More critically, though, the case throws a spotlight on the lack of any standardized machine-readable method or protocol for opting out of AI training. Given the scale of the datasets needed to train large models an automated process is a practical, if not a legal, imperative for any viable, large-scale licensing system to succeed. It would also be needed to support a mandatory compliance regime if things were to go that way.
Efforts are being made. The Coalition for Content Provenance and Authenticity (C2PA) has developed a “do not train” metadata tag as part of the Adobe-led Content Credentials initiative, and has recently gained support from leading AI companies including OpenAI, Meta, Google and Amazon — or at least enough support from them to come to the meetings. On the other hand, Open AI just raised $6.6 billion in new funding at a valuation of $157 billion and is going to need access to all the data it can get to train the new models those investors will be expecting, so…
In any case, Content Credentials is a voluntary, industry-led project with no mechanism to require or enforce compliance with the do-not train tag. And a blanket “do not train” declaration, whether in human or machine-readable form, may not be flexible enough to permit discretionary licensing.
Netherlands-based Liccium is developing an automated opt-out protocol and registry based on the International Standard Content Code (ISCC) recently approved by the International Standards Organization (ISO). Unlike metadata that is extrinsic to a data file, ISCC codes can be generated from the data file itself and is unique to content of the file. That would likely satisfy the machine-readable legal standard. But the Liccium protocol still relies on the opt-out obligation that falls on the rights owner in the EU’s TDM exception, not on any compliance obligation by AI companies.
Industry-led technical standards like Content Credentials have worked in other contexts. If enough big AI companies get on board with the do-not train standard that may be sufficient for many rights owners’ purposes. And certainly a definitive ruling from the courts that unlicensed use of copyrighted works to train AI models is infringing would be a game-changer insofar as it could undergird a discretionary opt-in system of licensing.
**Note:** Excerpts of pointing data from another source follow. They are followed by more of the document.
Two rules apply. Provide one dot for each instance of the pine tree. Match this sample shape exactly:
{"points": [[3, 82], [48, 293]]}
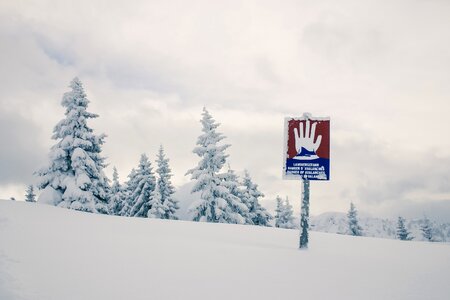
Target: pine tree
{"points": [[288, 216], [141, 196], [76, 166], [257, 215], [30, 196], [215, 204], [427, 230], [163, 206], [116, 197], [238, 211], [403, 233], [353, 225], [127, 190], [279, 212]]}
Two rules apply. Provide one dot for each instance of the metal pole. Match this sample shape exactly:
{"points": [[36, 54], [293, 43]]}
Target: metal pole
{"points": [[304, 215]]}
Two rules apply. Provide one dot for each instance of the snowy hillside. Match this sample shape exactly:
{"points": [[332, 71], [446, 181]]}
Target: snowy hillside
{"points": [[335, 222], [54, 253]]}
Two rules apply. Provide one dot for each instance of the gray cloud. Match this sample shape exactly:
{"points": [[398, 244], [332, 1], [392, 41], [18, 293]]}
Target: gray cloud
{"points": [[21, 151], [148, 69]]}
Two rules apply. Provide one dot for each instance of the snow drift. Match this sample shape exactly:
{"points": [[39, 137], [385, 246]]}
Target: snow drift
{"points": [[53, 253]]}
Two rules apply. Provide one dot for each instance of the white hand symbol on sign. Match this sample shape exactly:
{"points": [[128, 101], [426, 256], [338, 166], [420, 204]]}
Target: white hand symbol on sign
{"points": [[305, 139]]}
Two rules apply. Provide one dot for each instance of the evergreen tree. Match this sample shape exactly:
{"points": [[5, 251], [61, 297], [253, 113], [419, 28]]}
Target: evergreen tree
{"points": [[402, 232], [257, 215], [141, 196], [288, 220], [76, 166], [163, 206], [279, 212], [127, 190], [427, 230], [215, 204], [239, 211], [30, 196], [353, 225], [116, 197]]}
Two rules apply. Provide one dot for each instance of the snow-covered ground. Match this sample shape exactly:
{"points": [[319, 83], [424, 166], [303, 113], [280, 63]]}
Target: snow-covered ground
{"points": [[54, 253]]}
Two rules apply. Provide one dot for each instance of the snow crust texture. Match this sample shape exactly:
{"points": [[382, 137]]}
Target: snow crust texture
{"points": [[52, 253]]}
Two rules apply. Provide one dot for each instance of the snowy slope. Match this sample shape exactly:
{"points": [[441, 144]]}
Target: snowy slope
{"points": [[53, 253], [336, 222]]}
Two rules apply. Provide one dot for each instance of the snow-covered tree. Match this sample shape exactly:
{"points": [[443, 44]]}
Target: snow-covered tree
{"points": [[257, 215], [141, 196], [163, 205], [75, 171], [402, 232], [284, 214], [427, 229], [353, 224], [116, 197], [30, 196], [215, 204], [239, 210], [127, 190]]}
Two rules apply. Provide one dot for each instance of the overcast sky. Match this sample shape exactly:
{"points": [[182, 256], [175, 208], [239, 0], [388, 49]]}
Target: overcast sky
{"points": [[379, 69]]}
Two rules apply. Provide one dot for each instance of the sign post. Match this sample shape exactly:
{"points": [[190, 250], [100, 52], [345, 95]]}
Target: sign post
{"points": [[306, 157]]}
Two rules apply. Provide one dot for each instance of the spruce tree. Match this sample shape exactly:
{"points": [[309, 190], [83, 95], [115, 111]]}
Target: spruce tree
{"points": [[353, 225], [127, 189], [288, 216], [30, 196], [257, 215], [141, 196], [279, 212], [239, 211], [215, 204], [163, 206], [116, 197], [402, 232], [427, 230], [76, 166]]}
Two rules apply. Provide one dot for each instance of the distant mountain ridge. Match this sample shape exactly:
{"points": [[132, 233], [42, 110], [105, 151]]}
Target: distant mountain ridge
{"points": [[336, 222]]}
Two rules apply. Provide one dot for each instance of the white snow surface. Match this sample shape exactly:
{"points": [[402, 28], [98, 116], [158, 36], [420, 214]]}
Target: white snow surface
{"points": [[48, 252]]}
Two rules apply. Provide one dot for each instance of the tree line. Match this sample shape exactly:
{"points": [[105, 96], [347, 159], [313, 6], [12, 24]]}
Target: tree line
{"points": [[74, 177]]}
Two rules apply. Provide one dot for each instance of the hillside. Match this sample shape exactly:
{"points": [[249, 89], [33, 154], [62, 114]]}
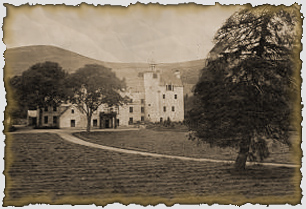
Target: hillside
{"points": [[20, 59]]}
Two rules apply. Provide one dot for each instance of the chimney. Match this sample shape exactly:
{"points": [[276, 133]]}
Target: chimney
{"points": [[153, 67], [177, 74]]}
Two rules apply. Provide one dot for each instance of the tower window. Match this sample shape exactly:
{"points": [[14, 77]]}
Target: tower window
{"points": [[46, 119], [95, 123], [54, 120], [130, 121]]}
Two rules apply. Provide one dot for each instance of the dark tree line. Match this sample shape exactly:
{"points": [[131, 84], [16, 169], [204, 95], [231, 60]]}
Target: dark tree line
{"points": [[247, 92]]}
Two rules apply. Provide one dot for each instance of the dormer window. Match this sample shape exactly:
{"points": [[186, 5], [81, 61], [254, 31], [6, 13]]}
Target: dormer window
{"points": [[169, 88]]}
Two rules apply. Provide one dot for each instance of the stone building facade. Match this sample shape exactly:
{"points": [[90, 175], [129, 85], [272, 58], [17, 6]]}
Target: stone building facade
{"points": [[154, 97]]}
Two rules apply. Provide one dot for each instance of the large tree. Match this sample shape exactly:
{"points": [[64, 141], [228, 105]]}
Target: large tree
{"points": [[248, 90], [94, 85], [43, 84]]}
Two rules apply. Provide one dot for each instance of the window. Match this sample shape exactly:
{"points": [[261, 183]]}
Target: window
{"points": [[72, 123], [46, 119], [169, 88], [95, 123], [54, 119], [130, 121]]}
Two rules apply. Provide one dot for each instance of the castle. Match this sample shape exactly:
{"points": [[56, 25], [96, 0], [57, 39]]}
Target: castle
{"points": [[154, 97]]}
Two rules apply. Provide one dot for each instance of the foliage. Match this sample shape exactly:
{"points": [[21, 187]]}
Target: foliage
{"points": [[42, 84], [94, 85], [247, 91]]}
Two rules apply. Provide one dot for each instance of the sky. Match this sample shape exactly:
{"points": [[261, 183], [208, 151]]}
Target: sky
{"points": [[139, 33]]}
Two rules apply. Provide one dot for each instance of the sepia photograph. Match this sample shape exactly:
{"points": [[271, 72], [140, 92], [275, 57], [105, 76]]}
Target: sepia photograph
{"points": [[152, 104]]}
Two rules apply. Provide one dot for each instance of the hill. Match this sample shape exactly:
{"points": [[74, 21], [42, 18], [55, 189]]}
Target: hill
{"points": [[20, 59]]}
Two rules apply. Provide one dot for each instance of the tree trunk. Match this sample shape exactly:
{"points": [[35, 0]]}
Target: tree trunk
{"points": [[40, 117], [243, 155], [88, 123]]}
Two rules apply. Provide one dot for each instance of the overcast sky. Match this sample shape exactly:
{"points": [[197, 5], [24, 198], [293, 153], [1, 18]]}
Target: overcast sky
{"points": [[134, 34]]}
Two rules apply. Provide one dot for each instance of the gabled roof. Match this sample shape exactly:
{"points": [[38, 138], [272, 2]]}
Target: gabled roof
{"points": [[170, 79]]}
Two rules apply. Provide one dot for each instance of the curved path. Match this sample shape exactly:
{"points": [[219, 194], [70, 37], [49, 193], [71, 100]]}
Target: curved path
{"points": [[73, 139], [66, 134]]}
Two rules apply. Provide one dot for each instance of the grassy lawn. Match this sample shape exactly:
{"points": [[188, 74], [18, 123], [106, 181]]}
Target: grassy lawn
{"points": [[44, 168], [176, 143]]}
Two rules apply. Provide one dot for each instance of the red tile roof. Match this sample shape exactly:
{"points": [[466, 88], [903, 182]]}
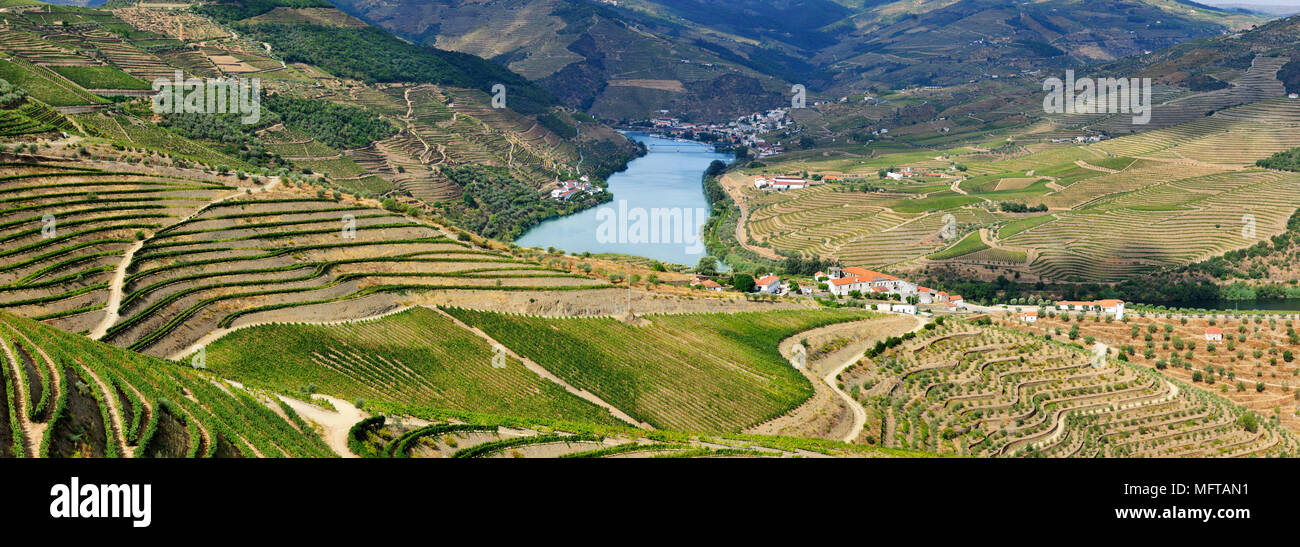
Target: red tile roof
{"points": [[869, 274]]}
But we’re a long way from that point. Nearly all the licensing deals that have been announced so far, are blanket deals — a negotiated fee for access to a publisher’s archive, the dross as well as the silver. That approach may work for select rights owners with particularly valuable archives. But it is not scalable to a general licensing system. And right now, the technological as well as the legal infrastructure is not in place to support a scalable model.